Breakfast: Apple Sandwiches! Yum!
Lunch: Sweet Potato Soup, topped with bacon, and served with a side of roasted green beans
Note: Another loser recipe for us…it could be that I used sweet potato instead of butternut squash, or maybe it was because there was ginger in it? I don’t know, but it just had no flavor depth…it was weird, and I was a good sport and ate it for lunch, but nada. I’m not going to make this one again. Whomp…
Note: Okay, so after yesterday’s complete failure, I couldn’t let myself be defeated, so I decided to try again, and this time, I kept the bacon separate, no carrots, and used tenders like I did over the weekend. The covering was the Ranch spice mix linked, and I used almond flour instead of coconut flour, and I cooked the bacon separately, cutting them into bite-sized pieces to top each nugget with. They were BOMB! And I liked this ranch recipe way more than the other, but Frankie has this weird gift where he can tell when something isn’t actual dairy…it’s the main reason he hasn’t jumped on the almond milk/coconut milk bandwagon that I’ve become a part of. And I know this because I have tried purchasing other kinds of milk (ranging from fat free to 2%) and he hasn’t liked ANY of them. If it’s not Oberweis 2% milk, he won’t drink it. It’s weird, and I have no idea how he can tell, but he can…so Whole30 Ranch is not going to be a thing for him. Ohhhhh well, still a great dish, and a VERY easy to make appetizer! Possibly one that will make a reappearance at our annual XMAS party!
Breakfast: Pineapple Strawberry Smoothie Bowl, the right way…

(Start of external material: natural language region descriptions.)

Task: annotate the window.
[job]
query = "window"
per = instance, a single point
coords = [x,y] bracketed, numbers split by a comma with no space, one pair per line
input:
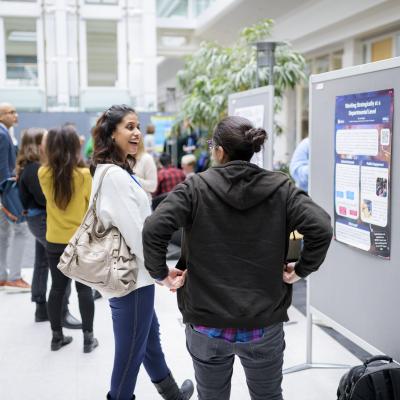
[106,2]
[102,60]
[21,51]
[382,49]
[317,65]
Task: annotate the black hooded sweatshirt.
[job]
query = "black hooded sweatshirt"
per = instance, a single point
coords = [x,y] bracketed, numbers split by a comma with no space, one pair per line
[237,219]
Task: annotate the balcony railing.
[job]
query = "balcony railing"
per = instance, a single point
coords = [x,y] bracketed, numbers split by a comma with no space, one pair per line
[182,8]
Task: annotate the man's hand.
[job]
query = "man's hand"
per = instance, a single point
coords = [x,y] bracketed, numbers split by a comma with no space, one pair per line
[175,279]
[289,275]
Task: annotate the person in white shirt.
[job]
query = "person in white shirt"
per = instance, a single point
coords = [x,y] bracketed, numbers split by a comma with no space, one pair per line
[124,204]
[149,142]
[145,170]
[188,163]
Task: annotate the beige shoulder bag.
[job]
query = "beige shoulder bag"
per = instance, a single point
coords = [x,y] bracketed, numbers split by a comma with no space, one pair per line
[98,257]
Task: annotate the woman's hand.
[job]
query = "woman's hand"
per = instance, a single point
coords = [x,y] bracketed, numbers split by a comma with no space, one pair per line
[175,279]
[289,275]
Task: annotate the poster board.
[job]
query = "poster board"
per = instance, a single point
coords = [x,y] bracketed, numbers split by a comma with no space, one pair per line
[363,139]
[354,291]
[163,125]
[257,105]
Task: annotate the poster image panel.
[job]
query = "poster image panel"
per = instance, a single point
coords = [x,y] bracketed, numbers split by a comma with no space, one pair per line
[363,148]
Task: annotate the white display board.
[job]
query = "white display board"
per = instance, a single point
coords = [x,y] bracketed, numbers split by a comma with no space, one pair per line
[257,105]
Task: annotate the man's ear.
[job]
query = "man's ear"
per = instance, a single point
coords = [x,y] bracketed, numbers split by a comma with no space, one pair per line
[221,155]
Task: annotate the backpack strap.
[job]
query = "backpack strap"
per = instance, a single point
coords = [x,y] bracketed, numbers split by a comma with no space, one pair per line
[383,388]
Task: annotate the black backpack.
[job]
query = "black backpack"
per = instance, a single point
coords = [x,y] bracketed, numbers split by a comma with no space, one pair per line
[377,379]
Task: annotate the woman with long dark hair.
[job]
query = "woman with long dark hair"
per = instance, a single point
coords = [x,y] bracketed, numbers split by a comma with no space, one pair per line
[123,203]
[67,187]
[30,157]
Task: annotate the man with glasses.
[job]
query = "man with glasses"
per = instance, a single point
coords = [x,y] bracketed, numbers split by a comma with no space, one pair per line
[10,234]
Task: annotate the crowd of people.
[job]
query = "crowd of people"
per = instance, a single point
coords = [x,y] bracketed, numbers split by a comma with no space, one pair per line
[232,280]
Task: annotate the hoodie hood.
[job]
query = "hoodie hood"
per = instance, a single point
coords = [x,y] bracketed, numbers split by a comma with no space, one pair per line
[243,185]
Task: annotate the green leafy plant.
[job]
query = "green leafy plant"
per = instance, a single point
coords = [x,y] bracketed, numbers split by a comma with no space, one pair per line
[214,72]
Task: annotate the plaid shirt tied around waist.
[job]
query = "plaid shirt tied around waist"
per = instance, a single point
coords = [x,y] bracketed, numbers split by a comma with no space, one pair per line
[232,335]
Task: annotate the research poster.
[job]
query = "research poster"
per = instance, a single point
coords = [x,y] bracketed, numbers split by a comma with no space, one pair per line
[255,114]
[363,142]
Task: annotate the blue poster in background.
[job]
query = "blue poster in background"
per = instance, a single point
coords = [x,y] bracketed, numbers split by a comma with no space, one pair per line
[363,139]
[163,125]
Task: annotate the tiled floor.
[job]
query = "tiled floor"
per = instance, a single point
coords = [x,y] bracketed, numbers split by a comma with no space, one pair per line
[30,371]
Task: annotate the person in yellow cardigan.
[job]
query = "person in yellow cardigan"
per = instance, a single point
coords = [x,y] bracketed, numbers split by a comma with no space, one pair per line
[67,187]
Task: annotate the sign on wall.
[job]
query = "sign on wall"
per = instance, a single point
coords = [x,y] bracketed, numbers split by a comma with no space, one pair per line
[363,138]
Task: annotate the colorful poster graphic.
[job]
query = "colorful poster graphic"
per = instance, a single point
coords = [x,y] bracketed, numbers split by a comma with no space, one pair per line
[163,125]
[363,138]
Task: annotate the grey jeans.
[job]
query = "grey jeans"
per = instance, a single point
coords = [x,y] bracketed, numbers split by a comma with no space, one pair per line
[261,359]
[15,235]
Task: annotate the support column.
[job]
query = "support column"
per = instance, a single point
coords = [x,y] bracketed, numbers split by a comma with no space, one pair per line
[2,54]
[122,50]
[61,54]
[41,61]
[73,55]
[142,81]
[50,57]
[352,54]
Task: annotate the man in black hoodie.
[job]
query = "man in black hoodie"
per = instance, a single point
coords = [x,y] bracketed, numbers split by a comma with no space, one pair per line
[237,288]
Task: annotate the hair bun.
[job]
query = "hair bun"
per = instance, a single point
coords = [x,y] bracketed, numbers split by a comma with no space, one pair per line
[257,137]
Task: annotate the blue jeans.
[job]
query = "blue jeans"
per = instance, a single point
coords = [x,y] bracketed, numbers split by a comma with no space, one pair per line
[16,236]
[37,226]
[261,359]
[137,340]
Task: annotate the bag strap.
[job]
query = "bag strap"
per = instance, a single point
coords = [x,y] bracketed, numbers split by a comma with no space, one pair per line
[380,386]
[92,207]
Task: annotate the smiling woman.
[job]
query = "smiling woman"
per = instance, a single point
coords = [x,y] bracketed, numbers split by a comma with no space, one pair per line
[124,204]
[114,138]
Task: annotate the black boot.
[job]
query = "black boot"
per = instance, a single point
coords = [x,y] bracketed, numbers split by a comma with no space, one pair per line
[169,390]
[70,322]
[59,340]
[109,397]
[41,312]
[89,342]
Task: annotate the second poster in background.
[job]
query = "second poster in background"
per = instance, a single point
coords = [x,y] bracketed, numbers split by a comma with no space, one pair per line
[363,138]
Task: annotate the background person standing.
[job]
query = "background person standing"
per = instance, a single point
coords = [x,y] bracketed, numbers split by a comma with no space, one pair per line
[299,165]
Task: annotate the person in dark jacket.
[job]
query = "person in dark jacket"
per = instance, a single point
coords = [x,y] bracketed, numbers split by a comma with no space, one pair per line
[13,237]
[236,287]
[32,198]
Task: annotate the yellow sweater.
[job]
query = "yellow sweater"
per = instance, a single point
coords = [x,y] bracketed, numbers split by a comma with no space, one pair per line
[62,224]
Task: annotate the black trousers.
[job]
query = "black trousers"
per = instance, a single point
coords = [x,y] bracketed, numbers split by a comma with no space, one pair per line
[58,289]
[37,226]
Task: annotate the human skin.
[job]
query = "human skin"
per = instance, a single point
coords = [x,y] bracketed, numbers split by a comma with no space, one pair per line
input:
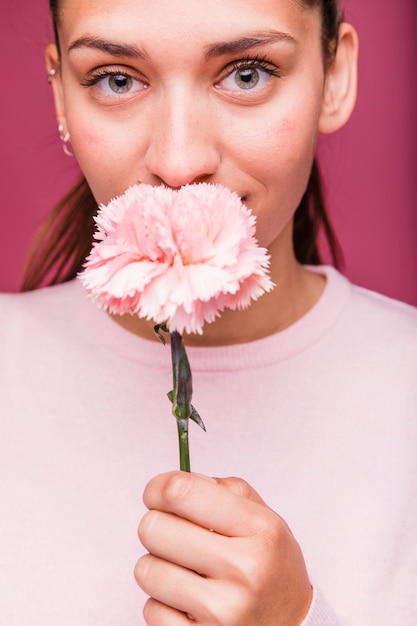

Lunch: Chicken Piccata with Green Beans
Note: I made this last night, and it was SUPER easy to make! However, 1) I did not butterfly my chicken breasts and kept them whole. 2) I did not coat them (didn’t feel like it, and frankly, I don’t always like the coating), just salt & pepper, and pan seared them to almost fully cooked. 3) Once I removed them, I added in the stock, lemon juice, and capers, let it bubble, then added the chicken back in, and stuck it in the oven (375℉ for 15 minutes), adding a bunch of green beans, garlic, and lemon slices at the 8 minute mark. I did check the chicken with my meat thermometer at the 15 minute mark to make sure it was fully cooked, and if it isn’t, check again every 1 minute till it is. But it was easy and it came out smelling great! Frankie even had the smallest portion for dinner last night because it was fresh, and he ate every bite!